Oncology Nurse Practitioner HonorHealth Research Institute Scottsdale, Arizona, United States
BACKGROUND Most commonly, colorectal cancer (CRC) occurs sporadically. However, well acknowledged familiar cancer syndromes are also identified. Genetic susceptibility to CRC includes Lynch Syndrome, familiar adenomatous polyposis, MUTHY associated polyposis, and others. There are individuals that do not meet certain criteria, by lack of family history, polyposis, or age for genetic testing. These individuals are considered at average risk for developing CRC. Due to lack of national guidelines, identification of genetic testing in average risk individuals who have a diagnosis of colorectal cancer is not the standard of care. Identification of a germline pathogenic variant in already diagnosed cancer patients is usually not done. By identifying a germline pathogenic variant, it can lead to potential novel treatment options for patients, along with cascade testing of at risk family members. Cascade testing can lead to early identification of a mutation in a family member which is essential for cancer prevention and early detection.
METHOD At Honor Health Research Institute, our main goal is to offer phase one clinical trial opportunities for patients. Most patients with CRC are referred to us to discuss clinical trial options. Regardless of patient's age or family history, all patients undergo germline testing. Germline testing was completed by using testing panel that consist of 64-91 genes.
RESULTS A total of 150 patients with a diagnosis of CRC underwent germline testing. Forty patients were under the age of 50 years old. Despite lack of family history, pathogenic variants were identified in 14 patients. The most common mutations were MUTHY and CHEK2. Of interest, only 1 pathogenic mutation was identified in a patient under 50 years old. A variant of unknown significance (VUS) was seen in 66 patients. Seventy patient had negative results. All patients with a pathogenic mutation underwent genetic counseling with appropriate testing of family members. Cascade testing of family members within 90 days of a patient's test report was completed free of charge this cascade testing resulted in identification of mutations within family members. Patients with a VUS or negative test results were informed of the findings and provided a written copy of the report.
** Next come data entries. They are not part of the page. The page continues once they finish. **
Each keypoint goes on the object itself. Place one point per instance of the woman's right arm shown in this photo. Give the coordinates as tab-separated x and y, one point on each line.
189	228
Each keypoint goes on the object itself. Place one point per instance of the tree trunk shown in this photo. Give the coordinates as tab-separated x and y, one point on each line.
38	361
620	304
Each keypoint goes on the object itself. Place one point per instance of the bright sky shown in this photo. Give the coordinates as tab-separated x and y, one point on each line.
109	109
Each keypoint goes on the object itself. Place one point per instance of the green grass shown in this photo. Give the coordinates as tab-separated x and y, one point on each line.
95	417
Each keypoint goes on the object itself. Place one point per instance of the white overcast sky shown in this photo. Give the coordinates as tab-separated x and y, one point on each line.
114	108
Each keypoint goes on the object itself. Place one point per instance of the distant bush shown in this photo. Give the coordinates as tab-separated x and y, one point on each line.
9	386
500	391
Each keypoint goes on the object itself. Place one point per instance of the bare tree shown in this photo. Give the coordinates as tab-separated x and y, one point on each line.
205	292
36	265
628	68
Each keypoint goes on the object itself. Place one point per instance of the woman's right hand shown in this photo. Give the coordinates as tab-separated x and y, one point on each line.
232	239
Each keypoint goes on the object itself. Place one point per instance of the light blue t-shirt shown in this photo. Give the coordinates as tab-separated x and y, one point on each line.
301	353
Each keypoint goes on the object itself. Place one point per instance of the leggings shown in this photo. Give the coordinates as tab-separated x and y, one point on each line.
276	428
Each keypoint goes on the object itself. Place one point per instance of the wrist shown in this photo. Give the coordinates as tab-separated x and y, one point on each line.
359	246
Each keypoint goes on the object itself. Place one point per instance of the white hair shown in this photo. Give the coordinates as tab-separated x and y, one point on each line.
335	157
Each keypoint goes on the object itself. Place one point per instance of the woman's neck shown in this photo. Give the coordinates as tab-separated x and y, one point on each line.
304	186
CONCLUSION/RECOMMENDATIONS We recommend that all patients with a diagnosis of CRC, regardless of age and family history, undergo germline testing. An understanding of a patient's germline genetics can be beneficial to identify new treatment options. With the rapid changing landscape of genetics, it is of utmost importance that national guidelines be established. Our patient's data is housed in a national database. A reclassification of a patient's VUS is possible. With cascade testing to identify family members that are high risk for developing cancer, screening methods can be tailored to their mutation.